L'attacco di Barcellona ha cambiato l'agenda politica. Il senso di insicurezza innescato nell'opinione pubblica dalla strage della Rambla, spinge Gentiloni a pigiare il pedale del freno. Non a caso il giorno prima i suoi collaboratori erano corsi a precisare che le parole del premier sullo ius soli erano «datate, scritte qualche tempo fa». Ed erano «un'enunciazione culturale, non l'indicazione per l'agenda politico-parlamentare». Era seguita chiosa: «Se riusciremo ad approvare la legge bene, se non ci riusciremo ce ne faremo una ragione...».
Segnali che portano in una sola direzione: la promessa (fatta dopo il rinvio di luglio) di varare in autunno la cittadinanza per i figli dei migranti nati in Italia, appare destinata a finire su un binario morto. Una scelta condivisa da Matteo Renzi. Il leader dem già all'inizio del mese aveva definito «ridotte le possibilità di approvare lo ius soli». E dopo l'attacco jihadista a Barcellona più di un renziano aveva allargato le braccia: «Tra la gente monta la paura e la diffidenza verso gli immigrati. Questo rende tutto più complicato...». Tanto più che, esattamente come a luglio, mancano i numeri per far passare il provvedimento in Senato: Alternativa popolare di Alfano resta contraria.
QUEI SEGNALI A SINISTRA
Nel discorso riminese di Gentiloni c'è però di più. C'è il tentativo del premier di blindare la maggioranza in vista del voto sul Documento di economia e finanza (Def) e sulla manovra di bilancio. Articolo 1-Mdp di Bersani e D'Alema, che in occasione dello scontro di luglio sui voucher ha smesso di votare la fiducia all'esecutivo, ha già fatto sapere che non voterà né il Def, né la manovra se «non ci sarà discontinuità rispetto alle politiche turbo renziane fatte di mance e mancette elettorali». E se non verranno inserite nella legge di bilancio misure «a favore dell'occupazione giovanile e di contrasto alla povertà».

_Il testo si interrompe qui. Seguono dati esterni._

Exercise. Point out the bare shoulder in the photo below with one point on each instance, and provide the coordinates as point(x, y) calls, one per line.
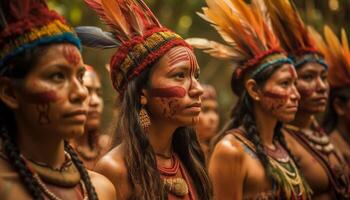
point(112, 166)
point(104, 188)
point(291, 142)
point(11, 186)
point(229, 149)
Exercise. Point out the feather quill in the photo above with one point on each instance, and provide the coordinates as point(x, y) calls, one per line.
point(337, 56)
point(127, 18)
point(242, 26)
point(96, 38)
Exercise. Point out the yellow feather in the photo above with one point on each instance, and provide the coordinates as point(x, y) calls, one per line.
point(114, 12)
point(344, 40)
point(332, 40)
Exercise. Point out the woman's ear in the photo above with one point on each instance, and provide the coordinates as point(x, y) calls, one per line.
point(144, 97)
point(252, 89)
point(7, 93)
point(338, 106)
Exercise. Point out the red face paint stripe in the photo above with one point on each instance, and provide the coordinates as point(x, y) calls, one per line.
point(71, 54)
point(276, 95)
point(42, 97)
point(292, 72)
point(169, 92)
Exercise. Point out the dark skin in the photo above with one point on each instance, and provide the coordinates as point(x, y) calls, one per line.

Ebbene Gentiloni, «per concludere in modo ordinato la legislatura» (vale a dire, senza crisi di governo) ha fatto capire di voler riportare i 16 senatori bersaniani (essenziali per la tenuta dell'esecutivo a palazzo Madama e per il varo del Def) nell'alveo della maggioranza. Per riuscire nell'impresa - nonostante la possibilità di sfruttare il tesoretto di 5 miliardi regalato dall'aumento del Pil superiore alle previsioni - il premier ha promesso che la legge di bilancio «non sarà di spesa facile». Ma verrà composta da «alcune, limitate misure, per accompagnare la crescita». Dunque, nessun bonus o taglio fiscale di stampo elettorale. E sembra che Renzi, almeno per il momento, abbia accettato questo approccio suggerito dal Quirinale e caldeggiato dal ministro dell'Economia, Pier Carlo Padoan che (causa l'alto debito e l'approssimarsi dello stop della Bce al quantitative easing) non ha alcuna voglia di andare di nuovo alla guerra con Bruxelles.
Ma soprattutto, Gentiloni, ha declinato due soli «interventi selettivi». I due pilastri della legge di bilancio. Ed entrambi sono nell'elenco di misure invocate da Bersani & C. Il primo: gli «incentivi permanenti e stabili per l'assunzione dei giovani». Il secondo: il «contrasto alla povertà e alla diseguaglianze». Nessun accenno al taglio fiscale in proporzione ai numero dei figli (il famoso quoziente familiare). Eppure sarebbe stato gradito da Renzi. E sarebbe stato decisamente apprezzato dalla platea ciellina, comunque generosa di applausi per un premier che giudica «affidabile». Ed è pronto al bis se, com'è praticamente certo, dopo le elezioni sarà necessario un altro governo di coalizione.